Predictive coding is the little sister to TAR’s much broader category of tools, including keyword sampling, emotive search, concept search, and similar document evaluations. Deciding which tools may be more effective, or which combination of tools will be used is a decision that requires both an intimate knowledge of the documents and an ultimate knowledge of the case itself.

Over 30 types of machine learning based classification tools currently exist and since different tools are optimally suited to different types of data, the results will always vary from project to project based on the data .

If predictive coding is insisted upon by a producing party because that party maintains it is the most efficient and cost savings approach, the validity and reliability of the process should be approached mutually.

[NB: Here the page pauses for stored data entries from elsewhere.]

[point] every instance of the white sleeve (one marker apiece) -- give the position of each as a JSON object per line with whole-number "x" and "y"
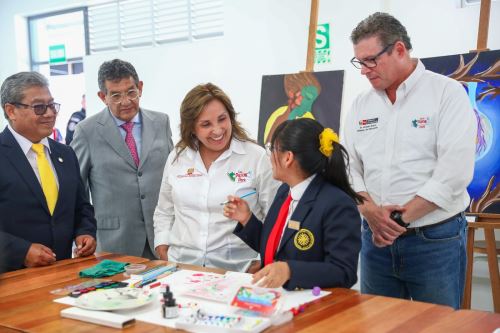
{"x": 456, "y": 137}
{"x": 355, "y": 167}
{"x": 163, "y": 217}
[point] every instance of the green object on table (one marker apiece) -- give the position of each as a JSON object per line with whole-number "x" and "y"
{"x": 104, "y": 268}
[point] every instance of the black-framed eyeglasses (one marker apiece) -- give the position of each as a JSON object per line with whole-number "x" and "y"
{"x": 40, "y": 109}
{"x": 372, "y": 61}
{"x": 131, "y": 95}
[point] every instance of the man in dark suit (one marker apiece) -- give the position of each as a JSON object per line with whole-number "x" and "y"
{"x": 122, "y": 152}
{"x": 43, "y": 205}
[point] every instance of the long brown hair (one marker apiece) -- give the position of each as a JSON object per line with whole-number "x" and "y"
{"x": 191, "y": 108}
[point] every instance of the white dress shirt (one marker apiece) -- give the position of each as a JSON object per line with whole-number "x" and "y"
{"x": 297, "y": 192}
{"x": 136, "y": 130}
{"x": 422, "y": 145}
{"x": 189, "y": 216}
{"x": 31, "y": 155}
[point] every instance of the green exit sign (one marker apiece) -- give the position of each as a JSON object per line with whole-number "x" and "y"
{"x": 57, "y": 53}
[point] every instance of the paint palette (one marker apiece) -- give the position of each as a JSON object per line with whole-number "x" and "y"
{"x": 203, "y": 322}
{"x": 262, "y": 301}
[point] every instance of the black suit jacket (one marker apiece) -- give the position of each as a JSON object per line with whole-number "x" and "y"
{"x": 24, "y": 215}
{"x": 327, "y": 259}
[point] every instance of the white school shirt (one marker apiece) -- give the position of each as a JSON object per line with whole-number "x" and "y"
{"x": 423, "y": 144}
{"x": 189, "y": 215}
{"x": 296, "y": 192}
{"x": 30, "y": 154}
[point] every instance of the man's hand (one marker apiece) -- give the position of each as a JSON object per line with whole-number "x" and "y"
{"x": 39, "y": 255}
{"x": 384, "y": 229}
{"x": 273, "y": 275}
{"x": 85, "y": 245}
{"x": 162, "y": 251}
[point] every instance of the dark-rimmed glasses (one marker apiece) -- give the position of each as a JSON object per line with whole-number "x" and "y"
{"x": 131, "y": 95}
{"x": 372, "y": 61}
{"x": 40, "y": 109}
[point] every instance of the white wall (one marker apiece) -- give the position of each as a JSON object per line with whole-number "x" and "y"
{"x": 261, "y": 37}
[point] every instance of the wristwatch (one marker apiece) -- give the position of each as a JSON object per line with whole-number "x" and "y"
{"x": 397, "y": 216}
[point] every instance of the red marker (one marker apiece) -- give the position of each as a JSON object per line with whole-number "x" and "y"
{"x": 156, "y": 284}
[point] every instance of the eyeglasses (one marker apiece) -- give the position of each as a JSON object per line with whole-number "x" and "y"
{"x": 131, "y": 95}
{"x": 370, "y": 62}
{"x": 40, "y": 109}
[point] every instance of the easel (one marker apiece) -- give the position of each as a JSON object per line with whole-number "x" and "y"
{"x": 484, "y": 22}
{"x": 488, "y": 222}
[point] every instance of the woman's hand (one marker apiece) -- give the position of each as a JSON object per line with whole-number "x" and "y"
{"x": 237, "y": 209}
{"x": 273, "y": 275}
{"x": 162, "y": 251}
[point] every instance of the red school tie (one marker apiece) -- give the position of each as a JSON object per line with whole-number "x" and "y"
{"x": 130, "y": 141}
{"x": 275, "y": 235}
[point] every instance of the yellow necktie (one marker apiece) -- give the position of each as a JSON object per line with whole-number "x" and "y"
{"x": 49, "y": 185}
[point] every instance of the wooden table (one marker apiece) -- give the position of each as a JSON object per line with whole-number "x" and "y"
{"x": 27, "y": 305}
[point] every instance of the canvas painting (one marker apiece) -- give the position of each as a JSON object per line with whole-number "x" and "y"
{"x": 479, "y": 73}
{"x": 316, "y": 95}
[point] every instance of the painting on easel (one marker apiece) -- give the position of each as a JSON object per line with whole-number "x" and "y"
{"x": 479, "y": 73}
{"x": 316, "y": 95}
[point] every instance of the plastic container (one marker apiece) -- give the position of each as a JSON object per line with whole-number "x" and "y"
{"x": 134, "y": 269}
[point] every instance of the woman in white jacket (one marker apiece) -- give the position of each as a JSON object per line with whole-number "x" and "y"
{"x": 213, "y": 159}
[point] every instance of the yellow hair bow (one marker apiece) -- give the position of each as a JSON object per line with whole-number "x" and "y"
{"x": 326, "y": 140}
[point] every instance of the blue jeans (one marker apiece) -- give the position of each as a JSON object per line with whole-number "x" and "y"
{"x": 427, "y": 266}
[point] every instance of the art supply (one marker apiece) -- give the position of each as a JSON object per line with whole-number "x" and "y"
{"x": 201, "y": 321}
{"x": 115, "y": 299}
{"x": 97, "y": 317}
{"x": 134, "y": 269}
{"x": 68, "y": 289}
{"x": 154, "y": 272}
{"x": 145, "y": 283}
{"x": 102, "y": 285}
{"x": 243, "y": 196}
{"x": 263, "y": 301}
{"x": 169, "y": 308}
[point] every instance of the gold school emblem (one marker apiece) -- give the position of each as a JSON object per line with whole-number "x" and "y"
{"x": 303, "y": 240}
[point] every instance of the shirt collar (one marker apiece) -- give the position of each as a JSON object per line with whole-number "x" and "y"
{"x": 412, "y": 80}
{"x": 119, "y": 122}
{"x": 298, "y": 190}
{"x": 25, "y": 143}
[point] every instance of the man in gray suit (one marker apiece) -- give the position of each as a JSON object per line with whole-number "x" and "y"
{"x": 122, "y": 152}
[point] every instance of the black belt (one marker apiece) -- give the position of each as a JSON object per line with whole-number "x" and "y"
{"x": 413, "y": 231}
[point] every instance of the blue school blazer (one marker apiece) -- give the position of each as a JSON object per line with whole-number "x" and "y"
{"x": 321, "y": 243}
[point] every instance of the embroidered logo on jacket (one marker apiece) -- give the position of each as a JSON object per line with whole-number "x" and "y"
{"x": 190, "y": 173}
{"x": 239, "y": 176}
{"x": 421, "y": 122}
{"x": 303, "y": 240}
{"x": 367, "y": 124}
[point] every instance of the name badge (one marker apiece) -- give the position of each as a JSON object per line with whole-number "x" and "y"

Authors of a New York Journal article argued: “the various prior decisions revolving around the seed set emphasized the access of opposing counsel to the documents and rationale underlying the seed set. Such an attitude by the courts only encouraged intrusions by adversaries into the details and process of an opponent’s conduct of document review. As a result, counsel were rightly reluctant to adopt a document review system that would enable an adversary to entwine itself more readily into the internal decisions of counsel in the document review process.”

The rationale for determining privilege may continue to be a protected area for counsel, but the rationale for determining relevance and irrelevance to build the seed set should be something that both parties have knowledge and input about.  It should be for the Court to continue to keep a handle on the process to see that privilege and appropriate objection remains intact.

In Moore v. Publicis Groupe, Judge Peck outlined sharing seed sets and the analytics for the reliability with opposing counsel to review. By that, he seemed to recognize that if a balance of full discovery and proportionality were to be fairly balanced, unusual collaboration might be required. So, at least Judge Peck does not seem to view predictive coding as a process to be practiced behind a solid brick wall.

The nature of litigation involves a certain amount of warriors. Erecting brick walls to processes that, for some, still seems as much voodoo as science will never get the discovery process to a point of transparent collaboration or cooperation; nor will it ever allow us to maintain a level playing field, while controlling costs.